Mr. Flaherty was at it again on Sunday. "It's not as if Ontario doesn't have anything going for it – it has lots going for it," he told CTV's Question Period. The province's problem, he said, is that "its government needs to manage its finances better."
When challenged with Mr. Flaherty's criticism, Mr. McGuinty took the high road.
"We are always at our best when we find the common ground and work to build each other and to build together," he maintained in an interview with Global. Mr. McGuinty was one of the first victims of a harshly negative ad campaign. "He's just not up to the job," the Harris Conservatives branded him in 1999, when Mr. Flaherty was Ontario Finance Minister. Mr. McGuinty learned four years later that winning is the best defence against a smear campaign.
The fact that Mr. Flaherty's wife, Christine Elliot, is deputy leader of the provincial Conservatives hardly helps the cause of amity.
There are actually more similarities to the two governments than either would care to admit. Both Stephen Harper's Conservatives and Dalton McGuinty's Liberals spent heavily in the middle years of the last decade, and both sent their governments deeply into deficit to combat the 2009 recession.
Now both have set out to bring their budgets back into balance, in large measure by cutting back on public servants' salaries or jobs.
Both governments place a heavy emphasis on the energy sector.
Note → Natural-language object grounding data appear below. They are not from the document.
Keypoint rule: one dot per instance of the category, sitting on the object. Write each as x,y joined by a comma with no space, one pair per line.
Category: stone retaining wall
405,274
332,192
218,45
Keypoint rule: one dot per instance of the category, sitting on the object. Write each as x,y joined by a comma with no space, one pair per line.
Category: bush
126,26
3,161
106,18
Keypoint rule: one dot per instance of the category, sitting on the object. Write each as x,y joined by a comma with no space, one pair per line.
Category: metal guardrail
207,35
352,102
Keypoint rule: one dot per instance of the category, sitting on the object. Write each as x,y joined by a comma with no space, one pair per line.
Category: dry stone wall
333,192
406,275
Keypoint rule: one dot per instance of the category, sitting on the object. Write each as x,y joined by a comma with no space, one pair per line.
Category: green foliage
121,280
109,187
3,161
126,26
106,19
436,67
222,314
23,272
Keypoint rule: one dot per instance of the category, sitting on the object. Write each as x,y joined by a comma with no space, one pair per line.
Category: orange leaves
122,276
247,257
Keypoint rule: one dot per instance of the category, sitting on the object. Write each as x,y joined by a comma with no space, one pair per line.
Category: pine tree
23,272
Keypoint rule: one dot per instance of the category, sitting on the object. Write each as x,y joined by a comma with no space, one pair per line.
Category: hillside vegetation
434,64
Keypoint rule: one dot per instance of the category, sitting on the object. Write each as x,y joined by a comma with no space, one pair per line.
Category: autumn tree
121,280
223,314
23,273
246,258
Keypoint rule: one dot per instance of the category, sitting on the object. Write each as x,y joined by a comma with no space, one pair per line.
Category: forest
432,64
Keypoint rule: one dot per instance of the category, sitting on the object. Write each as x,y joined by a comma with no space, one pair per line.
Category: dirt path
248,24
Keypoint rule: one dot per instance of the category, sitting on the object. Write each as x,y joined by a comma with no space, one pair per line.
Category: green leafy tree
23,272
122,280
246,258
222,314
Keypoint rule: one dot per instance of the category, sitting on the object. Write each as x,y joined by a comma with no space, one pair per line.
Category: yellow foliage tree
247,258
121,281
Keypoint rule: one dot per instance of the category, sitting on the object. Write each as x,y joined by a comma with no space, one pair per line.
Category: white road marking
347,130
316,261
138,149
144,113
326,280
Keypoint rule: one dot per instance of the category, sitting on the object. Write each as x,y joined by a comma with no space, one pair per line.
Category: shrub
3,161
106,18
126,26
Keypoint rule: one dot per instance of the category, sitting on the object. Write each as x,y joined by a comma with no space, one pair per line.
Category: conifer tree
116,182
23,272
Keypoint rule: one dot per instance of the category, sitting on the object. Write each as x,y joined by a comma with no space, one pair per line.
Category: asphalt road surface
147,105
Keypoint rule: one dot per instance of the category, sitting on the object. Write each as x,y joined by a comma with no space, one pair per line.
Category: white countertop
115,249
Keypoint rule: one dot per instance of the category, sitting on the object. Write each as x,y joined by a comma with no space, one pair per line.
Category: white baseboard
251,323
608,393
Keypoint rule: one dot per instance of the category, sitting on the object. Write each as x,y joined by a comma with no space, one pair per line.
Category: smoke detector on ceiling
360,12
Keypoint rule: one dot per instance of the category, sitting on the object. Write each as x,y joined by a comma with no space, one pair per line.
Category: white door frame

The Ontario Liberals adopted an industrial strategy that subsidized green-energy producers, in the hope (which turned out to be vain) that the province could become a leading supplier of alternative energy technology. The federal Conservatives have adopted the more conventional approach of encouraging development of the Alberta oil sands.
Both are struggling with a stark new reality: As Ontario's manufacturing base dwindles, it becomes less able to generate jobs and growth. To deal with this, the millions of voters who live on the edges of Toronto and other Ontario cities have opted for a Conservative government in Ottawa, to protect the nation's finances, and a Liberal government at Queen's Park, to protect health care, education and city services.
The two governments are able to co-operate when it truly matters, such as in rescuing the auto industry or harmonizing sales taxes. But the partisan politics can be nasty and this is bound to get worse.
Political scientist David Cameron has called Ontario premiers generals without an army. However much Ontario politicians criticize Ottawa, Ontario voters – perhaps uniquely in Canada – see themselves as Canadians first, expecting the federal and provincial governments to co-operate in the national interest.
But with money bleeding out of the province to Quebec and Atlantic Canada through a plethora of government programs – even though Ontario's growth is below the national average and unemployment above it – those voters may start to listen to a Premier who demands a new and fairer deal for the province.
Shepherding a precarious minority government, Mr. McGuinty will be tempted to match the bite of Mr. Flaherty's rhetoric. The new sick man of Confederation may become an angry man, too.